To find out more about RIA stores, check out section :ref:`riastore`.

.. todo::

   Add a paragraph on the setup in INM-7 once it exists (bulk nodes, project-wise
   RIA stores, stores in home directories, etc.

RIA store workflows
"""""""""""""""""""

.. todo::

   Sketch a RIA store workflow from a user's perspective

**Configurations can hide the technical layers**

Setting up a RIA store and appropriate siblings is fairly easy -- it requires
only the :dlcmd:`create-sibling-ria` command.
However, in the institute this use case describes, in order to spare users
knowing about RIA stores, custom configurations are distributed via DataLad's
run-procedures to simplify workflows further and hide the technical layers of
the RIA setup:

A `custom procedure <https://jugit.fz-juelich.de/inm7/infrastructure/inm7-datalad/blob/master/inm7_datalad/resources/procedures/cfg_inm7.py>`_
performs the relevant sibling setup with a fully configured link to the RIA store,
and, on top of it, also creates an associated repository with a publication
dependency on the RIA store to an institute's GitLab instance [#f1]_.
With a procedure like this in place system-wide, an individual researcher only
needs to call the procedure right at the time of dataset creation, and has a
fully configured and set up analysis dataset afterwards:

.. code-block:: bash

   $ datalad create -c inm7 <PATH>

Working in this dataset will require only :dlcmd:`save` and
:dlcmd:`push` commands, and configurations ensure that the projects
history and results are published where they need to be: The RIA store, for storing
and archiving the project including data, and GitLab, for exposing the projects
progress to the outside and easing collaboration or supervision. Users do not need
to know the location of the store, its layout, or how it works -- they can go
about doing their science, while DataLad handles publications routines.

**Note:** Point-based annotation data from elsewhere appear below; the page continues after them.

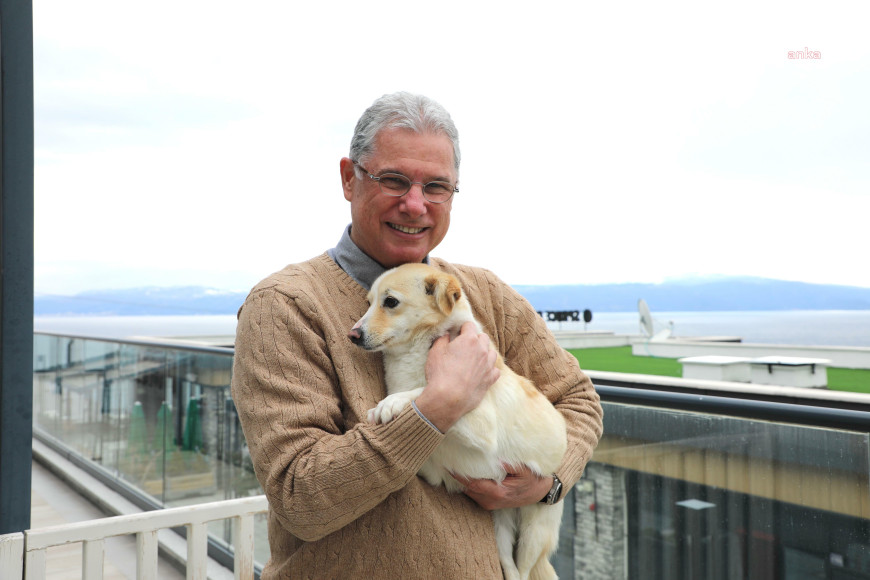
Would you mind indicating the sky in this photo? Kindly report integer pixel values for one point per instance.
(198, 143)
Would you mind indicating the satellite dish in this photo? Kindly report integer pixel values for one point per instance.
(646, 323)
(646, 327)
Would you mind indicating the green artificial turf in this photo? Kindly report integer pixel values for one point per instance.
(620, 360)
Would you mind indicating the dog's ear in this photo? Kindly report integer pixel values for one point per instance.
(445, 289)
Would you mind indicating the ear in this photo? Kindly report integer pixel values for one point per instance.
(445, 289)
(348, 177)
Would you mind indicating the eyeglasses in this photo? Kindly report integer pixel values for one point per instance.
(397, 185)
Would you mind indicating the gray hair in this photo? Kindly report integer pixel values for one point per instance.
(402, 111)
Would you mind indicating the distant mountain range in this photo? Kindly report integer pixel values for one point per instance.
(688, 295)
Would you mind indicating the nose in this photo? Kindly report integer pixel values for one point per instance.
(356, 336)
(413, 202)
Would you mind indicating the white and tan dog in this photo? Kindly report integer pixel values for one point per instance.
(413, 305)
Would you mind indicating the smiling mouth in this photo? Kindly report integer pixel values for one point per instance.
(405, 229)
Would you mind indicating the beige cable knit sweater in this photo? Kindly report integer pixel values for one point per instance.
(345, 501)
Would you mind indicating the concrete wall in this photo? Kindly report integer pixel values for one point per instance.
(600, 512)
(855, 357)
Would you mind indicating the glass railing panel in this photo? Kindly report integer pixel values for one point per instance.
(156, 418)
(672, 494)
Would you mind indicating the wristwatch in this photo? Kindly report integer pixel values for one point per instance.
(555, 492)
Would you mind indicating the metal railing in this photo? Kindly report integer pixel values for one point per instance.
(691, 480)
(23, 554)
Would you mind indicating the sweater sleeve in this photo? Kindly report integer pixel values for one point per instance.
(317, 474)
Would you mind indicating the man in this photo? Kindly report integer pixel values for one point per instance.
(345, 501)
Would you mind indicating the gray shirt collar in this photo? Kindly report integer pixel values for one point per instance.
(358, 265)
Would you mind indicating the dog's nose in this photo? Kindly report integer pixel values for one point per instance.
(356, 336)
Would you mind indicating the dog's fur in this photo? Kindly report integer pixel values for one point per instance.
(413, 305)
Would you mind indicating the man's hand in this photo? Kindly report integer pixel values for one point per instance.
(521, 487)
(458, 374)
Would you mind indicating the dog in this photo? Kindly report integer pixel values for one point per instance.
(410, 307)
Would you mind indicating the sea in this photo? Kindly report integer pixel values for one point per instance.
(802, 327)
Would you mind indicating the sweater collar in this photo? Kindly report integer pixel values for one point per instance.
(356, 263)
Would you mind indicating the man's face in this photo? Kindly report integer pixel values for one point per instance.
(397, 230)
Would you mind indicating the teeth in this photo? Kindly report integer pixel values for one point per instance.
(406, 229)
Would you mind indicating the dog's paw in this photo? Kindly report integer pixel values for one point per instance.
(389, 408)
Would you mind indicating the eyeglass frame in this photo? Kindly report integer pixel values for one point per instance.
(377, 179)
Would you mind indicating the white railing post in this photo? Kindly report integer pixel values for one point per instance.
(197, 551)
(243, 547)
(146, 555)
(93, 556)
(23, 555)
(12, 554)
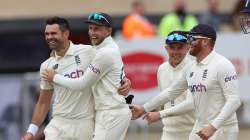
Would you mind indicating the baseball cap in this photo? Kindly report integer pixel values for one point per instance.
(204, 30)
(176, 37)
(99, 18)
(246, 9)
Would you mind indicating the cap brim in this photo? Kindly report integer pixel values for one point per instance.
(178, 42)
(245, 10)
(94, 22)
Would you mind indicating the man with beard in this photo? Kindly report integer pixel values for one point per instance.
(73, 111)
(212, 79)
(176, 127)
(104, 75)
(179, 19)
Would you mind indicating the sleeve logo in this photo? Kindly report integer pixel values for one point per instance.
(230, 78)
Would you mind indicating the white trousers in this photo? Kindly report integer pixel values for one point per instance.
(112, 124)
(174, 135)
(64, 129)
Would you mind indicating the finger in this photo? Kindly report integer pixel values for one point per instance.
(145, 117)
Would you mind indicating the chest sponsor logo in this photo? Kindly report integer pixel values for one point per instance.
(94, 69)
(230, 78)
(74, 74)
(77, 60)
(204, 75)
(197, 88)
(191, 74)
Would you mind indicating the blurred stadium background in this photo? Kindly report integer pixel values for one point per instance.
(22, 49)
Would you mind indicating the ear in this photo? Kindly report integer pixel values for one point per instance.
(110, 30)
(66, 34)
(205, 42)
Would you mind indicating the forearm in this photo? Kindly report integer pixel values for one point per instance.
(40, 112)
(164, 97)
(42, 107)
(182, 108)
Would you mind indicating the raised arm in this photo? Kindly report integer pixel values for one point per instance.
(175, 89)
(228, 81)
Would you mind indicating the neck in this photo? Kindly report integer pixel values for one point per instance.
(61, 52)
(203, 55)
(174, 64)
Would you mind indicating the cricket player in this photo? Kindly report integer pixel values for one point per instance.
(73, 111)
(212, 79)
(104, 75)
(176, 127)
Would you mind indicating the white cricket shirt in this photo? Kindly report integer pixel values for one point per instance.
(68, 103)
(166, 75)
(104, 75)
(214, 85)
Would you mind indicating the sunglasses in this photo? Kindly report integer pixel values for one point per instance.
(176, 38)
(97, 17)
(192, 38)
(174, 47)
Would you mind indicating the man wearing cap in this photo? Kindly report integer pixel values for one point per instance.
(175, 127)
(72, 111)
(104, 75)
(212, 80)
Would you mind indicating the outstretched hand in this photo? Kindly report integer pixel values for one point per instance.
(125, 87)
(207, 132)
(152, 117)
(137, 112)
(48, 75)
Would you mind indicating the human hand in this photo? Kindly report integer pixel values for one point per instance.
(137, 112)
(125, 87)
(48, 75)
(206, 132)
(152, 117)
(28, 136)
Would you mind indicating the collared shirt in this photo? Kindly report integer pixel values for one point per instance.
(166, 75)
(71, 104)
(214, 85)
(104, 75)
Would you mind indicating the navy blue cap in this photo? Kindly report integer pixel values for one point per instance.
(246, 9)
(99, 18)
(176, 37)
(204, 30)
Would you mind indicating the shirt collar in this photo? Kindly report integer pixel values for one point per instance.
(207, 59)
(69, 52)
(106, 41)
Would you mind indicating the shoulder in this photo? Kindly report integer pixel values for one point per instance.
(163, 66)
(82, 49)
(47, 62)
(224, 64)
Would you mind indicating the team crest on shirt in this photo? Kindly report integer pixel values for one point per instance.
(191, 74)
(197, 88)
(230, 78)
(55, 66)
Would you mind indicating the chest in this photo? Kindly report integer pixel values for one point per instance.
(71, 66)
(202, 79)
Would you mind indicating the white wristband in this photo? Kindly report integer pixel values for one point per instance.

In order to get input data from datasets hosted in the datastore without requiring
users to know about dataset IDs or construct ``ria+`` URLs, superdatasets
get a :term:`sibling` on :term:`GitLab` or :term:`GitHub` with a human readable
name. Users can clone the superdatasets from the web hosting service, and obtain data
via :dlcmd:`get`. A concrete example for this is described in
the use case :ref:`usecase_HCP_dataset`. While :dlcmd:`get` will retrieve file
or subdataset contents from the RIA store, users will not need to bother where
the data actually comes from.

Summary
"""""""

The infrastructural and workflow changes around DataLad datasets in RIA stores
improve the efficiency of the institute:

With easy local version control workflows and DataLad-based data management routines,
researchers are able to focus on science and face barely any technical overhead for
data management. As file content for analyses is obtained *on demand*
via :dlcmd:`get`, researchers selectively obtain only those data they
need instead of having complete copies of datasets as before, and thus save disk
space. Upon :dlcmd:`push`, computed results and project histories
can be pushed to the data store and the institute's GitLab instance, and be thus
backed-up and accessible for collaborators or supervisors. Easy-to-reobtain input
data can safely be dropped to free disk space on the compute cluster. Sensible
incentives for computing and limitations on disk space prevent unmanaged clutter.
With a RIA store full of bare git repositories, it is easily maintainable by data
stewards or system administrators. Common compression or cleaning operations of
Git and git-annex are performed without requiring knowledge about the data
inside of the store, as are queries on interesting aspects of datasets, potentially
across all of the datasets of the institute.
With a remote data store setup, the compute cluster is efficiently used for
computations instead of data storage. Researchers can not only compute their
analyses faster and on larger datasets than before, but with DataLad's version
control capabilities their work also becomes more transparent, open, and
reproducible.


.. rubric:: Footnotes

.. [#f1] To re-read about DataLad's run-procedures, check out section
         :ref:`procedures`. You can find the source code of the procedure
         `on GitLab <https://jugit.fz-juelich.de/inm7/infrastructure/inm7-datalad/blob/master/inm7_datalad/resources/procedures/cfg_inm7.py>`_.